Figure 4. Salispheres contain stem cells.

(A) Sca-1 is present in the mouse submandibular gland on endothelial cells as well as on excretory and striated duct cells (D), and was clearly present at the onset of cultivation (D0) whereas acinar cells (AC) did not express Sca-1. At day 3 and later time-points, nearly all cells at the periphery of the salispheres showed high Sca-1 expression which decreased in time (D10). (B) Approximately 52.0+/−3.1% (Mean+/−STDEV) of cells in D3 cultured spheres expressed Sca-1, as quantified by flow cytometry. (C) c-Kit is only expressed by excretory duct cells (Tissue). Salispheres showed similar c-Kit staining patterns as for Sca-1. (D) Most nuclei in excretory duct compartments and few nuclei in striated duct cells showed Musashi-1 presence (Tissue). Whereas Musashi-1 was still present in the nuclei of some cells at the onset of culturing (D0-arrow), most cells showed cytoplasmic localization which diminished in time (D3–5–10). Cells were visualized with DAPI (blue). Scale bar = 50 µm, inset = 20 µm. D = duct cells, AC = acinar cell, D0–3–5–10 represent days in culture.

Figure 5. Restored morphology after injection of cultured stem cells.

Single cells from day 3 salispheres were intra-glandularly injected 30 days post-irradiation and glands were analyzed 90 days post-irradiation. From left to right, normal unirradiated glands (A,E,I), irradiated non-transplanted glands (B,F,J), irradiated transplanted glands (C,G,K) at the site of injection and irradiated transplanted glands away from the injection site (D,H,L). Irradiated glands hardly contained acinar cells (B,F) as visualized by HE or PAS. In contrast, in transplanted glands, ductal cells at the site of injection (dashed line) (C,G), and acinar cells further in the tissue were readily detectable (D,H). In normal (I) and irradiated glands (J) hardly any cells stained for PCNA. In contrast, PCNA labeled proliferating cells were present at and outside the site of injection (K,L). In situ hybridization to detect Y chromosomes of male transplanted cells in female recipient mice. (M) No staining in female control tissue and specific staining in male control mice (N, enlargement in R). Cells at the site of injection (O, enlargement in S), as well as distant ductal cells (P, enlargement in T) and acinar cells were donor derived. Nuclei are visualized in blue or green. Scale bar = 50 µm, enlarged pictures (R,S,T) = 20 µm.

Figure 6. Restored organ function by transplanted progenitor/stem cells.

(A) Quantifying the surface area occupied by acinar cells at 90 days post-irradiation revealed that transplanted glands contain significantly more acinar cells (○) compared to irradiated glands (▴). Saliva production measured on 90 days post-irradiation (B) was significantly higher enhanced in transplanted mice (○) compared to irradiated mice (▴). Gland function was restored in successfully transplanted mice to 23% up to 70% of normal production (gray area). (C) Saliva production correlated strongly with acinar cell restoration. Each symbol indicates a unique animal, at each time point two glands per animal were evaluated. (D) After 3 days in culture, the c-Kit brightest cells were FACS purified based on the indicated gate. (E) Injection of c-Kit⁺ cells (300 to 1,000 cells per gland) restored gland function in 9 out of 13 recipients until 120 days post-irradiation, whereas 3/9 responded when 10,000–90,000 c-Kit⁻ cells were transplanted.
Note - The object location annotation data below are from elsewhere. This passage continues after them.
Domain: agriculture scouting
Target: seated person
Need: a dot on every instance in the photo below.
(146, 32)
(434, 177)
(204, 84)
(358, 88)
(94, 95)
Figure 7. Restored organ function by transplantation of c-kit⁺ cells from secondary spheres in secondary recipients.

Primary recipients were sacrificed 120 days after transplantation and secondary spheres were cultured from isolated glands. (A) Bright field image of secondary sphere, (B) GFP expression of this sphere, (C) overlay. (D) c-Kit⁺ cells were re-isolated from secondary salispheres and 100 cells were serially transplanted into irradiated gland of secondary recipients. Saliva production of secondary recipients was significantly (P<0.01) increased compared to irradiated control mice. (E,F,G) In situ hybridization to detect precence of Y chromosomes in male secondary transplanted cells in female recipient mice. Both ductal cells (F, arrows) and acinar cells (G, arrows) were Y chromosome⁺. Nuclei are visualized in green. Scale bar is 50 µm (E), or 20 µm (F,G).